In many respects, an older drug can be better than a newer one, because its shortcomings are known.

[magicred]

I had a problem a couple of weeks back.I decided to use MSE for the first time.I was really surprised that it found 2 bugs that my so called other virus detector couldn't.Now i have it on constantly.

[pctech]

Hmmm, if the court order on Limewire isn't lifted I can see my income diminishing

I can't put a figure on it but I'd say I find the Limewire client installed more often than not if it's laptop I'm cleaning out.

You too eh Zap

Spent many an hour ridding machines of that garbage but alas I didn't charge.

[Rik]

Stick around, Mitch, we'll soon train you up.

[zappaDPJ]

You too eh Zap

Spent many an hour ridding machines of that garbage but alas I didn't charge.

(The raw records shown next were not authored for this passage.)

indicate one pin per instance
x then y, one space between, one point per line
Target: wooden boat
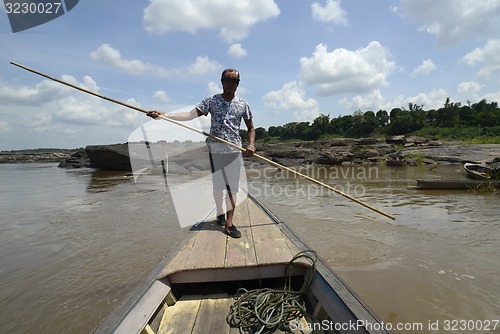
194 287
456 184
481 172
395 159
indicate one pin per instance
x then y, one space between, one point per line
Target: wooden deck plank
212 314
269 242
178 263
240 252
181 317
209 247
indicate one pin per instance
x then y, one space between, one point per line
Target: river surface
73 242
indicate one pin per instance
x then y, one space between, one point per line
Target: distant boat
395 159
481 172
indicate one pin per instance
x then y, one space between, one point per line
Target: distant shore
333 152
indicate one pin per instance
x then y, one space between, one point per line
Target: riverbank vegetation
476 123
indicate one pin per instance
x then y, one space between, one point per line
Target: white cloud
453 21
236 51
161 96
469 89
110 56
371 101
213 88
488 56
41 93
232 18
426 67
292 97
331 12
344 71
4 126
203 65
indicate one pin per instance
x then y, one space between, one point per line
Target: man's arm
177 116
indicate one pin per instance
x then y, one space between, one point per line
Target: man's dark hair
229 70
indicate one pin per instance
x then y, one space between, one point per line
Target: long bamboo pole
275 164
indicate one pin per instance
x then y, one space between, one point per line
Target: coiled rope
266 310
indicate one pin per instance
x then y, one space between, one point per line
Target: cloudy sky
297 59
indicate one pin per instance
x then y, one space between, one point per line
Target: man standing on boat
226 112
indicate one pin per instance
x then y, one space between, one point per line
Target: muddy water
435 264
72 243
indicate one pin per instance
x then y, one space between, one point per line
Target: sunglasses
231 80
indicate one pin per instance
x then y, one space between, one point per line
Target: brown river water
73 242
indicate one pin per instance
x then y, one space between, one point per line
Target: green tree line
452 121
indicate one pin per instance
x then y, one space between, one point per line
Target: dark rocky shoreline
186 157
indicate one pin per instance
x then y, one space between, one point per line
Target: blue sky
297 59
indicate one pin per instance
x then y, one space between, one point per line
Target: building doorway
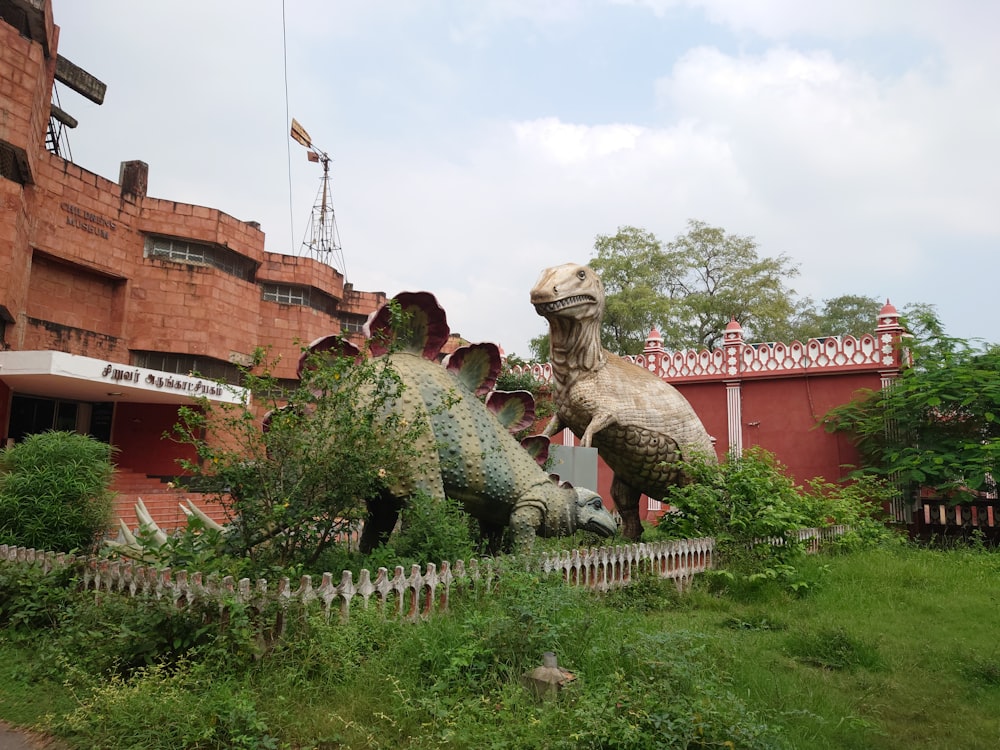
33 414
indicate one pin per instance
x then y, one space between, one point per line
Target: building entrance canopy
71 376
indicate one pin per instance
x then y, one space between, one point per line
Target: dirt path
12 738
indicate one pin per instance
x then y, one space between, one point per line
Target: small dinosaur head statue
559 509
569 291
591 515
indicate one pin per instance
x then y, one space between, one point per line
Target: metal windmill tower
322 241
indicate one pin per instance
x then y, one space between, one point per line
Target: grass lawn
885 648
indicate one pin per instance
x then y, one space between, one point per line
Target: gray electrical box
575 465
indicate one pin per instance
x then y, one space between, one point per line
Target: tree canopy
938 425
690 288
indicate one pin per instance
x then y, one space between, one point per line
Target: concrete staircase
162 501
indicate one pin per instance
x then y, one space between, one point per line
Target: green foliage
690 288
938 425
332 441
633 269
752 508
31 599
432 531
739 501
699 671
851 314
54 492
834 648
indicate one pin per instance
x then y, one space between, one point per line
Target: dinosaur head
591 515
569 291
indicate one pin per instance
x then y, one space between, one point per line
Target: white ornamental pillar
732 343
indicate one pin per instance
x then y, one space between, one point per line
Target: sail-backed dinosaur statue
641 426
467 451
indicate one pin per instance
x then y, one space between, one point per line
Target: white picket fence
414 595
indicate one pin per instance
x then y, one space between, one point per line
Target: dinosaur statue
641 426
468 452
471 456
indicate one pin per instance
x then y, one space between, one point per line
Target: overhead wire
288 119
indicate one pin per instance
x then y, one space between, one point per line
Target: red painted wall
138 434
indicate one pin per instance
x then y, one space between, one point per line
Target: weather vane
322 240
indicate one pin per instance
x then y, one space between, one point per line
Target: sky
475 143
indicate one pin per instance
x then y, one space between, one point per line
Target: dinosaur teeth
562 304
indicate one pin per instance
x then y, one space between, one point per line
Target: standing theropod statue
641 426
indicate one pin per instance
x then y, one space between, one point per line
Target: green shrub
54 492
432 531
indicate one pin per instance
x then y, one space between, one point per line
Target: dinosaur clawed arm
554 425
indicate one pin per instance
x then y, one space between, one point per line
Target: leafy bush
294 482
54 492
432 530
938 425
752 508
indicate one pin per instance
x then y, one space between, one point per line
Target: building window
199 254
188 364
304 296
352 323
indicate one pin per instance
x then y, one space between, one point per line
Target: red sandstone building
115 307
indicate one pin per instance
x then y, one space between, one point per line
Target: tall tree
938 425
715 277
633 268
852 314
690 288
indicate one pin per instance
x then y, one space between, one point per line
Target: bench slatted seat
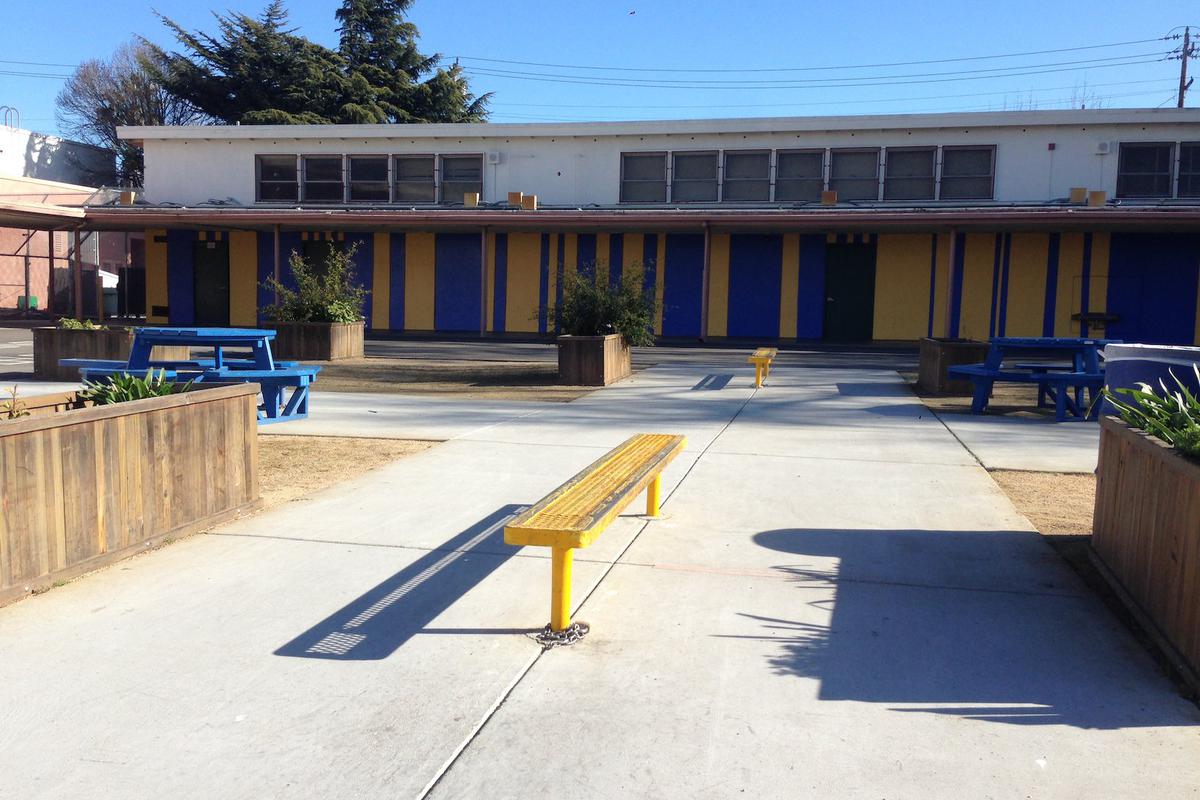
761 360
580 510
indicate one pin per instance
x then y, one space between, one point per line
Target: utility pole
1185 54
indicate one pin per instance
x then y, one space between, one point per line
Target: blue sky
647 37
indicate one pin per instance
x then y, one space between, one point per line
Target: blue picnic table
1068 372
283 385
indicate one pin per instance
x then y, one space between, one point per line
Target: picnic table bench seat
761 360
580 510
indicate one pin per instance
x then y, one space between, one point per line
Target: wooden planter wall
593 360
317 341
82 488
939 355
1147 536
54 343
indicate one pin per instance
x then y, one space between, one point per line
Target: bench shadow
382 620
978 625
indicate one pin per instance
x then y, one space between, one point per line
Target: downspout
703 286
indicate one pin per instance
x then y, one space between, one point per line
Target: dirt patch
528 380
291 468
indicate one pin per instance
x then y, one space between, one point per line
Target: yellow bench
761 361
577 512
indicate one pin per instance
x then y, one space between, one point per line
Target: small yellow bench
576 512
761 360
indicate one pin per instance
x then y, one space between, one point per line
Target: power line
877 82
844 66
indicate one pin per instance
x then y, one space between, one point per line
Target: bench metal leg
654 497
561 561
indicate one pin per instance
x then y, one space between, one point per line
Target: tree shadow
382 620
966 624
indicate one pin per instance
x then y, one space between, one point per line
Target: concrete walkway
839 602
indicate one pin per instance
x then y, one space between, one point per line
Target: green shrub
69 324
124 388
1173 415
597 307
324 293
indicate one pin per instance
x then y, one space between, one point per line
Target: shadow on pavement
377 624
1020 651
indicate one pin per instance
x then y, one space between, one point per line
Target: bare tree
103 94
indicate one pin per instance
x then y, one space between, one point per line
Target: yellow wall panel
1026 284
978 264
790 286
1071 281
901 286
419 278
243 278
660 275
631 253
523 281
718 284
156 272
381 282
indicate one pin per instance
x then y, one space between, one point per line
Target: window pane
462 168
747 166
743 190
414 168
799 164
648 168
855 163
798 191
277 168
323 168
415 192
369 168
966 188
695 166
643 191
966 161
694 191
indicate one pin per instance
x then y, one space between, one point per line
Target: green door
850 293
210 283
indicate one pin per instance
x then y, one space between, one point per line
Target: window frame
666 175
931 149
1174 150
439 175
304 176
351 181
879 175
725 180
717 174
258 175
822 179
941 172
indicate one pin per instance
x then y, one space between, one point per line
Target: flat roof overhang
875 220
40 216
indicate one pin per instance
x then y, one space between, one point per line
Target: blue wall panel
180 281
755 280
396 283
683 284
456 265
810 296
1152 287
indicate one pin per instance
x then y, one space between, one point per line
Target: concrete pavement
838 602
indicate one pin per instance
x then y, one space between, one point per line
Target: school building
845 228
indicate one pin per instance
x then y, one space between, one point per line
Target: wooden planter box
85 487
317 341
593 360
937 355
54 343
1146 537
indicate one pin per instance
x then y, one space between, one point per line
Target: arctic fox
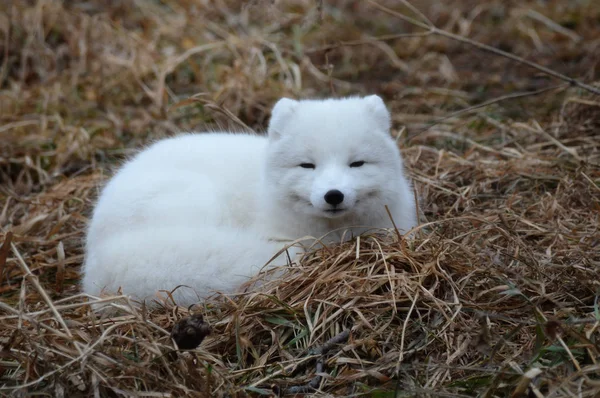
209 210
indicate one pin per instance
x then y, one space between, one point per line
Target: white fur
209 210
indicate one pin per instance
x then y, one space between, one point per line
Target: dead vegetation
497 296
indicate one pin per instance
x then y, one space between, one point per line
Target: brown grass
498 296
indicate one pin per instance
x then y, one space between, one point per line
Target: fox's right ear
280 115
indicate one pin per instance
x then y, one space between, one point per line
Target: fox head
332 158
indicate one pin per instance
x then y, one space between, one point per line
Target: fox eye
307 165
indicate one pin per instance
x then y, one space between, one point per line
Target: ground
498 294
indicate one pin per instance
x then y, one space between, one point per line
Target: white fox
209 210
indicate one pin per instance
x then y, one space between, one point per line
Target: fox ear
379 111
280 115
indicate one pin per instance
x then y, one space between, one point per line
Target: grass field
498 296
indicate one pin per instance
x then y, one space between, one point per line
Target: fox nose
334 197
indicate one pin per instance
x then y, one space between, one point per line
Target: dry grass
497 296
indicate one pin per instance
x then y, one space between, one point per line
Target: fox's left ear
379 110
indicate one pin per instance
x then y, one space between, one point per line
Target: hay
496 296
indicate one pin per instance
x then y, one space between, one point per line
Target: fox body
209 210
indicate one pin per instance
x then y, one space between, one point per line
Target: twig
34 279
313 384
437 31
489 102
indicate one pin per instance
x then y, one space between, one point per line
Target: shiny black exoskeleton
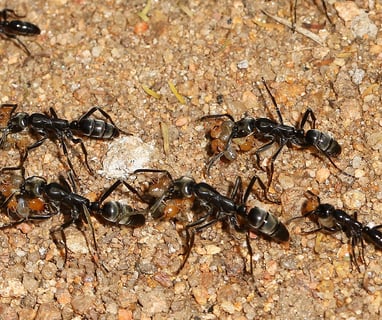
277 132
50 126
60 196
332 220
220 208
18 206
14 28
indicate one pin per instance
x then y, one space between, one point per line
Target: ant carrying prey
218 207
276 132
331 220
13 28
50 126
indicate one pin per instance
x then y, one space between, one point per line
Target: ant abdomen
95 128
266 223
23 28
116 212
323 142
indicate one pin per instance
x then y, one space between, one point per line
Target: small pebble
354 199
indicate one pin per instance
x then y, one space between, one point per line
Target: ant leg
324 6
190 239
262 186
65 150
273 101
250 252
105 114
53 113
155 171
262 149
62 242
217 116
308 112
353 256
84 151
271 167
237 189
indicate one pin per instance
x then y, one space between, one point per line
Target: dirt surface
98 53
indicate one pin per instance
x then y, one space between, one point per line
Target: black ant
19 206
278 132
219 208
50 126
333 220
59 197
14 28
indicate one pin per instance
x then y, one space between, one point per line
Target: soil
215 53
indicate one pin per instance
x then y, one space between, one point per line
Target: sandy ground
98 53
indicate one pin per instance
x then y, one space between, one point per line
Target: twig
303 31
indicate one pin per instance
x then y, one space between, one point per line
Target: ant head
109 210
183 187
256 217
18 122
243 128
323 142
227 128
34 186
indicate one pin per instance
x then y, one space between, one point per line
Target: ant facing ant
59 197
218 207
50 126
12 29
333 220
275 132
19 206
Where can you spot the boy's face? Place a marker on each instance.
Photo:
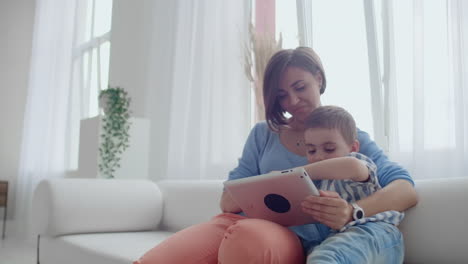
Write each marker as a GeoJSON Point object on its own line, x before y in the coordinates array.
{"type": "Point", "coordinates": [324, 143]}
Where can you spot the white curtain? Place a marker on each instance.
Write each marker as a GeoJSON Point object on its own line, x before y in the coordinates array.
{"type": "Point", "coordinates": [198, 98]}
{"type": "Point", "coordinates": [45, 129]}
{"type": "Point", "coordinates": [418, 64]}
{"type": "Point", "coordinates": [429, 101]}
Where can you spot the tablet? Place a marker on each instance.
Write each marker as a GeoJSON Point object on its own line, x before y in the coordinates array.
{"type": "Point", "coordinates": [275, 196]}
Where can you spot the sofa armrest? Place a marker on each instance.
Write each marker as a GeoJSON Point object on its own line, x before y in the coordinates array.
{"type": "Point", "coordinates": [69, 206]}
{"type": "Point", "coordinates": [435, 229]}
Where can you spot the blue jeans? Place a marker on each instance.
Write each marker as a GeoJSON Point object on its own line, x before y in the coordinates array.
{"type": "Point", "coordinates": [373, 242]}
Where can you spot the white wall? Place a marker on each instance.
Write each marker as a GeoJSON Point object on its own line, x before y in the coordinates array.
{"type": "Point", "coordinates": [16, 27]}
{"type": "Point", "coordinates": [133, 37]}
{"type": "Point", "coordinates": [130, 40]}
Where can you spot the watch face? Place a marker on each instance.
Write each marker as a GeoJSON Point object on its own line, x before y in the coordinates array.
{"type": "Point", "coordinates": [359, 214]}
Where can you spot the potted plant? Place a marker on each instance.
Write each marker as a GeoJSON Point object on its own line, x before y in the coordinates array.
{"type": "Point", "coordinates": [115, 103]}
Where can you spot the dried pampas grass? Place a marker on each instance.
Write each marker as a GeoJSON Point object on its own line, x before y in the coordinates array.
{"type": "Point", "coordinates": [258, 52]}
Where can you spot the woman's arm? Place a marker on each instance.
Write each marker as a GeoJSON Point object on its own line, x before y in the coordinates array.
{"type": "Point", "coordinates": [342, 168]}
{"type": "Point", "coordinates": [248, 164]}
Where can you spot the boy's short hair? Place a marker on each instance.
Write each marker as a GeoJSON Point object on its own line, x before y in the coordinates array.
{"type": "Point", "coordinates": [333, 117]}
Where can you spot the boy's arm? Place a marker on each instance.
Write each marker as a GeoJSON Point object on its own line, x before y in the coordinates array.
{"type": "Point", "coordinates": [342, 168]}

There's a huge amount of money to be made in data recovery as opposed to just returning the customer's machine in working order e.g. I overheard the shop who subs stuff out to me quoting £2,600 + VAT to a business a couple of weeks ago.

[pctech]

Does seem to be big business with all the various laws businesses now have to comply with.

[Rik]

We can recover all of your data, but not necessarily in the right order.

[pctech]

Indeed.

[armadillo]

I had a problem a couple of weeks back.I decided to use MSE for the first time.I was really surprised that it found 2 bugs that my so called other virus detector couldn't.Now i have it on constantly.

If you read my lecture  on statistics, you should not be surprised. You just happen to have two nasties which MSE happens to detect that your other AV did not.

[Simon]

I have to confess to having used Limewire, and have never had any problems with it, but I only used it for the odd music track, and never downloaded software from it, which is where, I guess, people get infected.

[pctech]

I have to confess to having used Limewire, and have never had any problems with it, but I only used it for the odd music track, and never downloaded software from it, which is where, I guess, people get infected.

Report to the firing squad!


Music labels have started to inject malware infected MP3s into the file sharing networks to catch such people out.

[Rik]

Wouldn't that be an offence under the misuse of computers act, Mitch?

[Simon]

I also didn't think mp3s could carry malware.   

[Rik]

Well, they are just bits, so anything is possible. Remember Sony's rootkits?

[Simon]

Indeed.

[pctech]

Wouldn't that be an offence under the misuse of computers act, Mitch?

Over here yes but not in Uncle Sam's backyeard I don't think.

[Rik]

Interesting jurisdiction issue with the web.